It takes a lot to get an offender to jail these days with the trend being towards more community based sentences. Our friend was killed and the driver got a five-year sentence but would be up for parole in two years and eight months.

Those given jail sentences and who are in need of treatment usually receive this towards the end of their sentence and are then released back into the community with no serious thought given to their aftercare. The driver in our case left prison on one occasion and ended up living in a ditch; he re-offended in a very short space of time and was once again back in jail.

I don't believe I need to go into detail on why I believe drug courts work and to go on about statistics and figures, my research is freely available at www.drugcourts.co.nz for all to read for themselves.

My work also revealed the need for some offenders to be in jail to protect the public and I am an advocate of preventive detention for those where all other attempts, including drug court, have failed. The role of retribution is a valid one but not morally correct if all we are doing is ignoring the causes of the criminal activity and just punishing the individual crime.

So what then is the role of victims of crime? It is obvious that this is an individual response and for many an emotional one.

We believe that the loss of our friend must have great consequences as the pain and suffering of all who knew our friend was so great. We believe the greatest thing we can do is to attempt to reduce the chances of this happening to anyone else.

We are all potential victims and one hundred plus of us will die in alcohol related crashes this year. We don't know who it will be, or where it will happen? But it is going to happen.

I believe the Police, Judiciary and other Government departments who deal with offenders do a great job with the resources available to them but it is we the public, potential victims all, who should be the most motivated to lessening the chances of us becoming victims of crime.
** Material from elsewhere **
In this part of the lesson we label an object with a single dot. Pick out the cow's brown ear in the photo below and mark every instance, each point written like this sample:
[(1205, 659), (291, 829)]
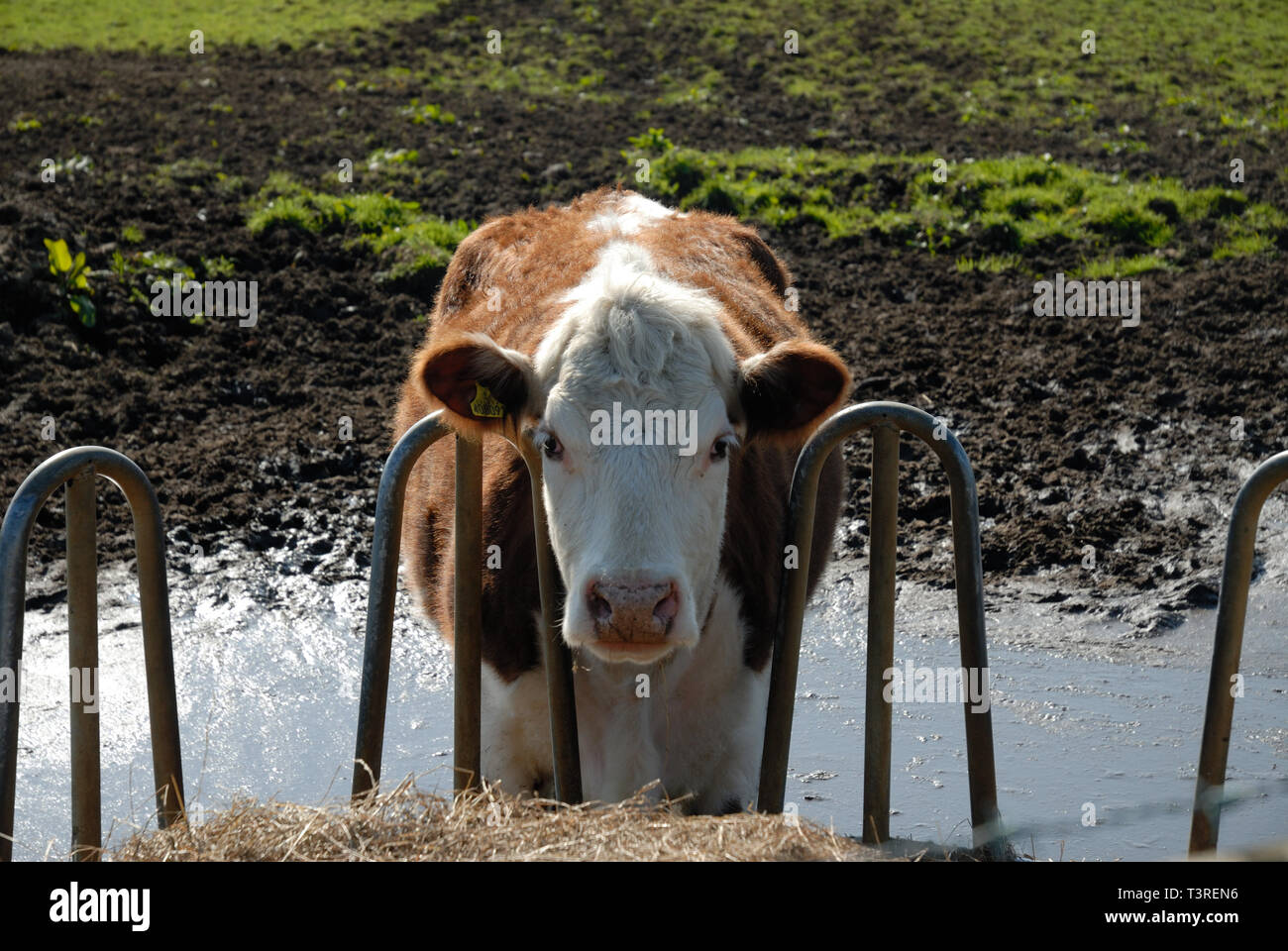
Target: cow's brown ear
[(787, 390), (480, 381)]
Let us get informed on what is really the most effective approach.

I have spent the last two years immersed in all aspects of the criminal justice system and the circumstances that led to our friend's death.

I have worked with the police at drink driving checkpoints, I have met and discussed treatment and rehabilitation with providers in New Zealand and have had meetings with all the related Government bodies. I have worked with experts from all around the world on related matters.

Returning to the proposed drug courts, I have been asked to join the Community Advisory committee of these courts and will do all I can to reduce the number of victims in New Zealand. The research from the drug courts is clear - they significantly reduce reoffending, and incidentally also save costs, they are the most researched court in the world.

Yes, we were happy to see the driver that killed our friend go to jail but we would have been happier if the causes of his offending had been dealt with properly many years ago, saving the country hundreds of thousands of dollars and our friend's life.